Bug bounty platform provider HackerOne announced on Wednesday that it has raised $40 million in a Series C financing round led by Dragoneer Investment Group.
The San Francisco-based startup offers a software-as-a-service platform that provides the technology and automation to help organizations run their own vulnerability management and bug bounty programs.
The company says the new funds will be used to invest in technology development, expand market reach, and strengthen its hacker community of more than 100,000 white hat hackers.
The company was co-founded by Alex Rice, the company’s CTO and the man behind Facebook’s bug bounty program, Merijn Terheggen, who serves as CEO, Jobert Abma (tech lead) and Michiel Prins (product lead). HackerOne gained publicity in November 2013 when it announced hosting the Internet Bug Bounty project funded by Microsoft and Facebook.
According to the security startup, more than 38,000 security vulnerabilities have been resolved across more than 700 HackerOne customers, with more than $14 million in bug bounties awarded to date, $7 million of which was awarded in 2016.
In 2016, the U.S. Department of Defense (DoD) selected HackerOne to run the U.S. federal government’s first bug bounty challenge, Hack the Pentagon, which HackerOne says resolved more than 138 vulnerabilities discovered by 1,400 hackers.
In October 2016 the DoD announced that it awarded a combined $7 million to HackerOne and Synack for helping the organization’s components launch their own bug bounty initiatives. With $3 million awarded to HackerOne, the company will help the DoD run challenges similar to Hack the Pentagon, while Synack will provide assistance for a private program open only to highly vetted researchers, the DoD said, adding that the private program will focus on the Pentagon’s sensitive IT assets.
Other HackerOne customers include Airbnb, CloudFlare, General Motors, GitHub, New Relic, Nintendo, Qualcomm, Starbucks, Uber and Lufthansa.

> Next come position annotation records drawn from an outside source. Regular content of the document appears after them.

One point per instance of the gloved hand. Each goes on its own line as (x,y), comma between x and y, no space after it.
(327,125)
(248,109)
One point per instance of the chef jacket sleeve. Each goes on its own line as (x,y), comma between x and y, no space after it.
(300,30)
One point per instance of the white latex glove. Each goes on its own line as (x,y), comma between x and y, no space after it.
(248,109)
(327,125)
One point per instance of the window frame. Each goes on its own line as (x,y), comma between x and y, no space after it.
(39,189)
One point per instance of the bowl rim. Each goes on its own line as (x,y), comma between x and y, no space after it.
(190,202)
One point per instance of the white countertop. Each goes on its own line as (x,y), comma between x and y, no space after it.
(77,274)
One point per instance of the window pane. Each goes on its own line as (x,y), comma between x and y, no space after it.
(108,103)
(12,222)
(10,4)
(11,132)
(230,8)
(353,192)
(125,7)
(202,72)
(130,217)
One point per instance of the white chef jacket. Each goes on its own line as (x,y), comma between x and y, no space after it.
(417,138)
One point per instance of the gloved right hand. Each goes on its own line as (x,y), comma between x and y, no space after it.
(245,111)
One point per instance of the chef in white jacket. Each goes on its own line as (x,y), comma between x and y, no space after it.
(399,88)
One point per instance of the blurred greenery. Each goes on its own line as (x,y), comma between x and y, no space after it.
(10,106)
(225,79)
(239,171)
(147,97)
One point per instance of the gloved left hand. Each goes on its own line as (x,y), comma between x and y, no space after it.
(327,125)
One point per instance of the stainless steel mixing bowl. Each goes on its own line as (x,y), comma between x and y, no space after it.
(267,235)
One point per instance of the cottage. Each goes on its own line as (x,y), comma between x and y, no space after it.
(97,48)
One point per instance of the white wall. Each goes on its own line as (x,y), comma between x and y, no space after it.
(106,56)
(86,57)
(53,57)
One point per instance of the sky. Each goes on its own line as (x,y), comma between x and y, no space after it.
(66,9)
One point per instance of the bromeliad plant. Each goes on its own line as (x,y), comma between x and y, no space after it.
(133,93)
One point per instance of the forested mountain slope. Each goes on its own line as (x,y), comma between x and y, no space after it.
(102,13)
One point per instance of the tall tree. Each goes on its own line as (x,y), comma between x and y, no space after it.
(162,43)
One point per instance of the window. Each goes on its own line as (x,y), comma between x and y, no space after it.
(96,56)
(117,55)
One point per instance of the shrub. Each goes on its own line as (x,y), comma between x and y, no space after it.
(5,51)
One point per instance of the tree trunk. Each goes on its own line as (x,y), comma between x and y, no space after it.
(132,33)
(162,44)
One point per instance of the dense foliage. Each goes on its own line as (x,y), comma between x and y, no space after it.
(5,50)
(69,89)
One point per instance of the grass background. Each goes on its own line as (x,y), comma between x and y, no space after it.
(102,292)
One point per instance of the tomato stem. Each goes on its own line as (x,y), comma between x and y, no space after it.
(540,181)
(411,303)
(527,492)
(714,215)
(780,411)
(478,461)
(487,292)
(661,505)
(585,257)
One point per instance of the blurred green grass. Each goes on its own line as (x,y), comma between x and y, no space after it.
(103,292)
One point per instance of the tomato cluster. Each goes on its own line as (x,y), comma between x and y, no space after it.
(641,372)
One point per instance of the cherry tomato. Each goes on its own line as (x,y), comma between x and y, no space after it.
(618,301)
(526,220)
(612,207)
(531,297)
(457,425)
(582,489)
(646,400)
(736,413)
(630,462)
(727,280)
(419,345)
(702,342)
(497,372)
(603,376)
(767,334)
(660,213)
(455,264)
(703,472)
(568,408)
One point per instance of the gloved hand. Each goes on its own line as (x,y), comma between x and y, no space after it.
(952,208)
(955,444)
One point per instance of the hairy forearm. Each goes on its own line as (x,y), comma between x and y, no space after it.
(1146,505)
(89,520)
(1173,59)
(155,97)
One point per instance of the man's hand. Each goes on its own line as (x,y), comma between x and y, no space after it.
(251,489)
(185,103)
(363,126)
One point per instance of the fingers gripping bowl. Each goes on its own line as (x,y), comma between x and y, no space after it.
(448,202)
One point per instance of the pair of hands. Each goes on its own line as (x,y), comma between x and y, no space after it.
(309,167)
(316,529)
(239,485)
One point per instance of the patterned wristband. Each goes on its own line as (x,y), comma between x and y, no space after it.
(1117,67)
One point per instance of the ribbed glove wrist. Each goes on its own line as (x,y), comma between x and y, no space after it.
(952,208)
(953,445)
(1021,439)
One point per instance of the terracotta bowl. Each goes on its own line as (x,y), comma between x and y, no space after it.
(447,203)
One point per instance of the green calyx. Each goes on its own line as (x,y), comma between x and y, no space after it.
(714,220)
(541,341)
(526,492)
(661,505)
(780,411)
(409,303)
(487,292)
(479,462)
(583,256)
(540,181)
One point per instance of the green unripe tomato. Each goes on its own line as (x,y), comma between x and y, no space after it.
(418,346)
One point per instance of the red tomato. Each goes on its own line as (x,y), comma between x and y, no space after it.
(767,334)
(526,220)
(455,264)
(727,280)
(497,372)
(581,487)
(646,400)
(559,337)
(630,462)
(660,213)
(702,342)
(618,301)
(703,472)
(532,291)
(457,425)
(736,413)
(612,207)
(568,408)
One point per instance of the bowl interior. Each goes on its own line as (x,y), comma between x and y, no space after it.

“Our customers typically receive their first valid security vulnerability report the same day they challenge our diverse community of hackers to examine their code,” said Marten Mickos, CEO of HackerOne. “There’s no such thing as perfect software and bug bounty programs are the most efficient and cost-effective solution for finding security vulnerabilities in live software.”
NEA, Benchmark and Strategic Investors also participated in the Series C round.